Drought Not Endangering Barge Traffic on Rivers
By Bill Hughes
PADUCAH, KY - Rainfall totals for the year are way below average, and crops are already suffering. But has the lack of rain affected barge traffic on the rivers?
U.S. Coast Guard Lieutenant Jason Franz is Prevention Chief for the Marine Safety Unit in Paducah. He said that river levels are indeed low, but rain water from the midwest and the upper Ohio River valley have kept channels navigable. The U.S. Army Corps of Engineers also gets credit for that, by managing water levels using locks and dams, such as Dam 52 near Brookport, and Dam 53 at Grand Chain.
Franz said multiple agencies involved in the river industry watch river gauges by using websites like the National Weather Service site, and those agencies are in contact with each other whenever necessary. Barge companies, the Coast Guard, the Army Corps of Engineers, and the National Weather Service will arrange conference calls to discuss current levels, forecast levels, dredging work, and other factors, to determine if restrictions should be put in place.

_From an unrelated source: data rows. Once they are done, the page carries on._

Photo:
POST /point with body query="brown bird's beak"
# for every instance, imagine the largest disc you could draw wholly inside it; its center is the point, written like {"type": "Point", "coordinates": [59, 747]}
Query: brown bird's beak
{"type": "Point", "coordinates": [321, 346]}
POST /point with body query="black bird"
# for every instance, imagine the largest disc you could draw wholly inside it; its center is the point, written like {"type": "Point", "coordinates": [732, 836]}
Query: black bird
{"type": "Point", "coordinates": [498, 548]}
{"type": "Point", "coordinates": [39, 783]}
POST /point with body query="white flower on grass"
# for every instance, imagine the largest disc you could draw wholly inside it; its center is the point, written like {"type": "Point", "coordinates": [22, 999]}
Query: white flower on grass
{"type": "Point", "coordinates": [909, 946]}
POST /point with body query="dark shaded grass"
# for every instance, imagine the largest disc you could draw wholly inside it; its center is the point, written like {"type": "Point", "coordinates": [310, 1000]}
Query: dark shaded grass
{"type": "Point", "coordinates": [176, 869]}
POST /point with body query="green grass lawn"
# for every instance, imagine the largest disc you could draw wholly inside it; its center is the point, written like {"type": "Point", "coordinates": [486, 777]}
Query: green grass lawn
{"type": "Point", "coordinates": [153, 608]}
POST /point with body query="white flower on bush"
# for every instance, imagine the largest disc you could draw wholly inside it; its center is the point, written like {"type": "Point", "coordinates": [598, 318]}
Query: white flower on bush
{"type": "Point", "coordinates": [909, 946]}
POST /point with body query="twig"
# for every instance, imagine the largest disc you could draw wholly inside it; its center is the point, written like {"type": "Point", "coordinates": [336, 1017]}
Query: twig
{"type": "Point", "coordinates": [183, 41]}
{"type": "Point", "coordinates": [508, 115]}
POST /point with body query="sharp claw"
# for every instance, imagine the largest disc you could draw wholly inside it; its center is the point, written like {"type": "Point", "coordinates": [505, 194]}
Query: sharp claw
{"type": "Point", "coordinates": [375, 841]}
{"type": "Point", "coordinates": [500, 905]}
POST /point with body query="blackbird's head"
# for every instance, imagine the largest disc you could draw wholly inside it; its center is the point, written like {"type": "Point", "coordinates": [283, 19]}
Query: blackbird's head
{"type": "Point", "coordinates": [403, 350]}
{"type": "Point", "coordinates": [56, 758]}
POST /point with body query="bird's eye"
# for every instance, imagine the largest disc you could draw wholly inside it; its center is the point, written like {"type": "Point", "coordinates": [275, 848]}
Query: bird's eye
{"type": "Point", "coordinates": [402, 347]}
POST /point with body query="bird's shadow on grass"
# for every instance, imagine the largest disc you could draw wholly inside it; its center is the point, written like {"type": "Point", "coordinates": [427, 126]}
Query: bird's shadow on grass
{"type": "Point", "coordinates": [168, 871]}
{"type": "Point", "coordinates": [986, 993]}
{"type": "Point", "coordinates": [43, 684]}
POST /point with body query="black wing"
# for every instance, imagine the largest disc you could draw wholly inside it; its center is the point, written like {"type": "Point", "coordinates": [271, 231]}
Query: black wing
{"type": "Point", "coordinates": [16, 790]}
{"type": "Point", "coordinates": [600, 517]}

Franz said those calls usually take place every week or so, with more frequent conferences when river levels get too high or too low. He says the agencies will review their Waterways Action Plan based on the situation, to make sure everyone knows how to proceed.
Since our area is fed by rivers that stretch so far to the east and north, it would take a severe drought over a huge geographic area to stop traffic on the rivers. This is good news, since barges are the least expensive way to transport raw materials, fuel, and food to our area, and further south.